This case is still at the discovery stage and both parties have hired statistical sampling experts from the same university – Carnegie Mellon, to try and work out an acceptable sampling plan to use stat sampling to bring to trial a fewer number of R&D items/activities/projects than claimed.

At issue is the business component test. Bayer has stated that is uses a cost center accounting method and has made no attempt to segregate costs by business component for any of its cost centers claimed for the R&D credit over the years, despite the government’s attempt to get them to do so, at least with respect to some cost centers.

The government does not want to be bound by Bayer’s proposed sampling approach to resolve the research credit, stating that this would relieve Bayer from its documentation requirement on the non-sampled items; particularly in identifying the business component test, which is the primary dispute between the parties at this stage of the case.

The government’s position is illustrated in the following quotes from the Motion:
Bayer has not established its entitlement to the claimed ORE credits because it has failed to identify the business components generating OREs during the credit years…Bayer has refused for some unknown reason to identify a single business component supporting its refund claim in the almost two years this civil action has been pending.

In response, Bayer believes it would be unduly burdensome and time consuming to break out their cost center expenditures by business component, stating there are likely over 100,000 business components at issue. Bayer also refused to date to break out any cost centers by business components, even a sampling of the larger ones.

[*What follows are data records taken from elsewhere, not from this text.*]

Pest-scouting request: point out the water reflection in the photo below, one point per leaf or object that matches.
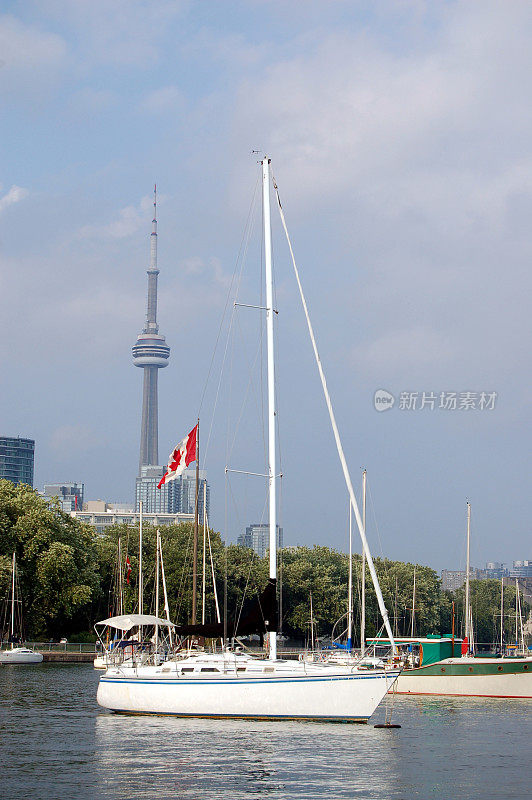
(239, 759)
(55, 742)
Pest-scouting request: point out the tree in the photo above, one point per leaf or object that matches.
(56, 561)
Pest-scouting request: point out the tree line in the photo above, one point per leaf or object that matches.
(68, 578)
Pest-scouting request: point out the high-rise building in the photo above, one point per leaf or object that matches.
(521, 569)
(174, 497)
(17, 459)
(70, 495)
(257, 538)
(151, 353)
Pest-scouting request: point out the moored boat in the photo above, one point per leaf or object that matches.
(231, 684)
(433, 666)
(17, 653)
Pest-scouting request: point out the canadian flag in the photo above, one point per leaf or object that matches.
(183, 455)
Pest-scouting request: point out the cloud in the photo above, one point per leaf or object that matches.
(209, 267)
(129, 221)
(401, 350)
(27, 49)
(68, 439)
(125, 32)
(167, 98)
(15, 195)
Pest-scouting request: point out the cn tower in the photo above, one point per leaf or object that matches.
(151, 353)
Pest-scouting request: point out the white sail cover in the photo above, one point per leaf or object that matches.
(128, 621)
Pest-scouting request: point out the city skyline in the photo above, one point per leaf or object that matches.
(408, 201)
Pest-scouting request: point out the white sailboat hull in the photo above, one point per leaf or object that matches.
(20, 655)
(336, 696)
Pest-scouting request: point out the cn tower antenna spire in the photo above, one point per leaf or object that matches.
(151, 353)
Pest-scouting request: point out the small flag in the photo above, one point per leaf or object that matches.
(183, 455)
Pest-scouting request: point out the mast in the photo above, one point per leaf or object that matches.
(120, 604)
(13, 603)
(336, 433)
(522, 646)
(466, 609)
(165, 595)
(157, 563)
(502, 615)
(271, 385)
(350, 583)
(311, 624)
(195, 547)
(452, 634)
(413, 605)
(363, 577)
(204, 554)
(516, 619)
(395, 621)
(140, 568)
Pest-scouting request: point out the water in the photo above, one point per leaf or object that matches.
(55, 742)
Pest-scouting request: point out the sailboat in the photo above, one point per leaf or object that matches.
(441, 670)
(17, 653)
(233, 683)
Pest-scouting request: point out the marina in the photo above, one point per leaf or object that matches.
(445, 747)
(264, 472)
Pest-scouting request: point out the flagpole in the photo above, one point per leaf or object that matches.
(157, 594)
(196, 526)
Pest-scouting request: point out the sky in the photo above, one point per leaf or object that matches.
(400, 136)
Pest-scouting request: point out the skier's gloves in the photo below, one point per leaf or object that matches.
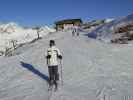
(48, 56)
(59, 56)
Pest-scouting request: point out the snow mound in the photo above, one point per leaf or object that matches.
(11, 34)
(106, 32)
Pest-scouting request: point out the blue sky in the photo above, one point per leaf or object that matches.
(41, 12)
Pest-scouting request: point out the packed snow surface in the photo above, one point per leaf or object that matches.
(91, 70)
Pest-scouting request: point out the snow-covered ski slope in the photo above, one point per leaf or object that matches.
(91, 71)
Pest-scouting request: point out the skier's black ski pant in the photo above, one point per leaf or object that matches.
(53, 75)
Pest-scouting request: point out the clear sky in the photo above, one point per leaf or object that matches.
(41, 12)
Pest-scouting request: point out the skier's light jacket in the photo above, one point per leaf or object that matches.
(53, 52)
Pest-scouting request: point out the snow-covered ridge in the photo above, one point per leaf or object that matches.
(13, 34)
(107, 32)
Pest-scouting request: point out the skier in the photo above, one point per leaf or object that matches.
(53, 55)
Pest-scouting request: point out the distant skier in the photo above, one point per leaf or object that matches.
(53, 56)
(75, 31)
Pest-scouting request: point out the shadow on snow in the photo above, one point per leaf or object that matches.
(34, 71)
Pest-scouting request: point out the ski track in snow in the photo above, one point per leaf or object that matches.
(91, 71)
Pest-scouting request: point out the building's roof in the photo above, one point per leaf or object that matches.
(68, 21)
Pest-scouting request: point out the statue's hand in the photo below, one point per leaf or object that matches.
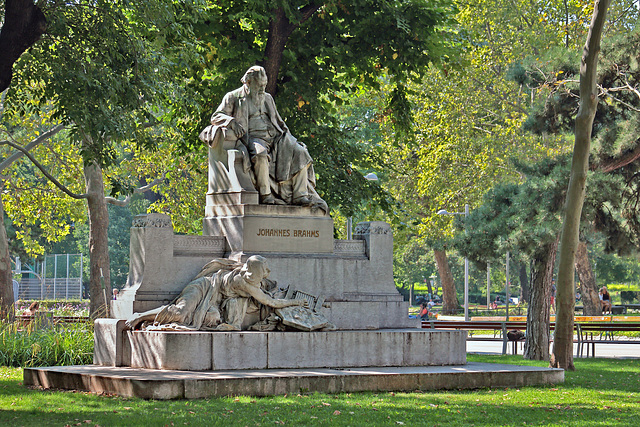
(237, 129)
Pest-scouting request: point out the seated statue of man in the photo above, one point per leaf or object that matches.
(218, 298)
(282, 165)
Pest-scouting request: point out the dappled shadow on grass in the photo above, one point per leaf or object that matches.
(604, 374)
(586, 399)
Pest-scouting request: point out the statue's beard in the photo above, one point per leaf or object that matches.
(257, 98)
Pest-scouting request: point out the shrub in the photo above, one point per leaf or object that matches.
(46, 346)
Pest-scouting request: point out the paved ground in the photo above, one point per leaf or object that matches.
(603, 350)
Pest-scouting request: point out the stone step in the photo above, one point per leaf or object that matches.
(170, 384)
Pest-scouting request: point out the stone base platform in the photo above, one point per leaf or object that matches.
(158, 384)
(203, 351)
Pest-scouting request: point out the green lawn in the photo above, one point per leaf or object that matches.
(599, 392)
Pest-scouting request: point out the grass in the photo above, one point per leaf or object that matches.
(600, 392)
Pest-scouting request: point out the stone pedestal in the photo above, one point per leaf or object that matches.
(203, 351)
(252, 229)
(354, 276)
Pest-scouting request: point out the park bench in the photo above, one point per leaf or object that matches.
(498, 327)
(590, 334)
(25, 320)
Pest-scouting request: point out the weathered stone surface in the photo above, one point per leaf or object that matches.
(277, 350)
(170, 350)
(108, 342)
(264, 229)
(154, 384)
(355, 277)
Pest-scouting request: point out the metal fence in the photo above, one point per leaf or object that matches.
(58, 276)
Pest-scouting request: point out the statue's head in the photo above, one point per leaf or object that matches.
(255, 269)
(256, 80)
(253, 73)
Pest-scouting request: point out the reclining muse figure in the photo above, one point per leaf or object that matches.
(218, 298)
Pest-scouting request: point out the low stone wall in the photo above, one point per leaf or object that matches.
(355, 277)
(201, 351)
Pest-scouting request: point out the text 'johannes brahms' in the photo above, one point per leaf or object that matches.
(286, 232)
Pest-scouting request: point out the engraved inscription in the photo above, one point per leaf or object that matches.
(286, 232)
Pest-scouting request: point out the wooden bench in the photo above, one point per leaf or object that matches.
(27, 319)
(496, 326)
(604, 333)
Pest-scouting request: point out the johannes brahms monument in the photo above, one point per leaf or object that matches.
(265, 301)
(266, 286)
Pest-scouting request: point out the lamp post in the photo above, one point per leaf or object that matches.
(369, 177)
(466, 262)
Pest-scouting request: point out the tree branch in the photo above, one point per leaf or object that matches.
(15, 156)
(50, 177)
(139, 190)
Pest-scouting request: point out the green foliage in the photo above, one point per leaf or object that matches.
(577, 402)
(340, 51)
(107, 67)
(33, 346)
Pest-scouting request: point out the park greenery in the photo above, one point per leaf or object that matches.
(448, 102)
(599, 392)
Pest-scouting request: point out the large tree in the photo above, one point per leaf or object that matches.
(563, 337)
(110, 71)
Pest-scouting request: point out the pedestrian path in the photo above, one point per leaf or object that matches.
(620, 351)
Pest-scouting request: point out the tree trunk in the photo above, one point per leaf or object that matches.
(23, 25)
(536, 346)
(449, 297)
(588, 287)
(563, 339)
(280, 29)
(98, 242)
(7, 309)
(525, 291)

The Court concluded that unless the government and the taxpayer can work out a mutually agreeable sampling plan, Bayer in this Motion cannot force the Court to compel the government to accept Bayer’s statistical sampling proposal.

As a procedural matter, the Court stated:

In the present case the Government disputes Bayer’s ability to meet its burden of identifying the business components for which the QREs claimed for the credit years were incurred, a requirement clearly set forth in Section 41 of the Internal Revenue Code. Until this burden is satisfied, quantifying the amount of QRE credits to which Bayer is entitled is premature.”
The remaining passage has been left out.